Other members had different views of the state of the Diocese.  One person who has been active in the Diocese for the past twenty years notes that things have changed in the DWC in positive directions compared not only to Bransfield’s tenure, but also to Bishop Schmitt’s episcopate.  We are also aware of helpful statements made by priests about the imperfection of the Church, and the importance of not allowing our anger and frustration (with the Congregation of Bishops or with our own bishop) to harm us or drive us away from the Sacraments.  They have noted that we will never see perfect justice or ‘closure’ in this life, and that we need to give up our anger (as with everything else) to Christ – for our own sake and that of others – while we continue to carry out our duty as laity to seek accountability and appropriate reform.

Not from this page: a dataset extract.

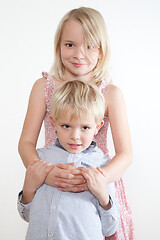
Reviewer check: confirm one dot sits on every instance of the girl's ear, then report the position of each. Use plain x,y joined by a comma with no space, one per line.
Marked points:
51,119
98,127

It appears that the Congregation of Bishops in Rome overruled Bishop Brennan’s recommendations concerning Bransfield’s punishment.  Who knows what kind of leverage was brought to bear by each side.  Our bishop is clearly in a difficult position, since the lay faithful in the DWC probably reflexively blame him for what they consider to be an insufficiently punitive response to Bransfield, even though the decision was apparently not his to make.

This brings us to a consideration of how our Diocese is faring in its efforts to process this scandal and to face other challenges.  As the comments above indicate, some are unhappy that the bishop has not acted more vigorously in a variety of ways.  But it is helpful to consider that there is at least one other organization active in our region that is doing its best to pressure Bishop Brennan in contrary directions.  Over the past few months this organization (or its leaders) has:

  • attacked the bishop for reopening churches and making the Sacraments available, arguing that this constitutes a danger to the community;
  • attacked the bishop for being insufficiently anti-racist because he pointed out that the principles of the Black Lives Matter organization are contrary to Church teaching (something they deny);
  • accused the bishop of perpetuating ‘white solidarity’ by suggesting that anti-racism efforts are sometimes exaggerated and can harm people;
  • demanded that one of our Diocesan priests be reprimanded and sent to anti-racist training and counseling for allegedly “racist, ableist, homophobic, and anti-immigrant” Facebook posts;
  • publicly posted messages criticizing pro-life Catholics [this should be a redundant phrase but unfortunately is not] for distinguishing between the killing of unborn children (which is not a matter of prudential judgment but of intrinsic evil) and taking up various other policy positions (which are matters of prudential judgment and not of intrinsic evil).

There are a number of challenges facing our Diocese.  One is obviously the mess created by Bransfield and other Diocesan leaders (some of whom remain in positions of authority).  But another is the activism, within our Diocese, of groups dedicated to changing Catholic teachings.  It is only reasonable to point out that Bishop Brennan finds himself in a difficult situation.  Let us rededicate ourselves to praying for him, for our Diocese, and especially for our seminarians and future vocations.  Where we see problems let’s identify them concretely and make specific suggestions where possible, in respectful ways.  What are your thoughts?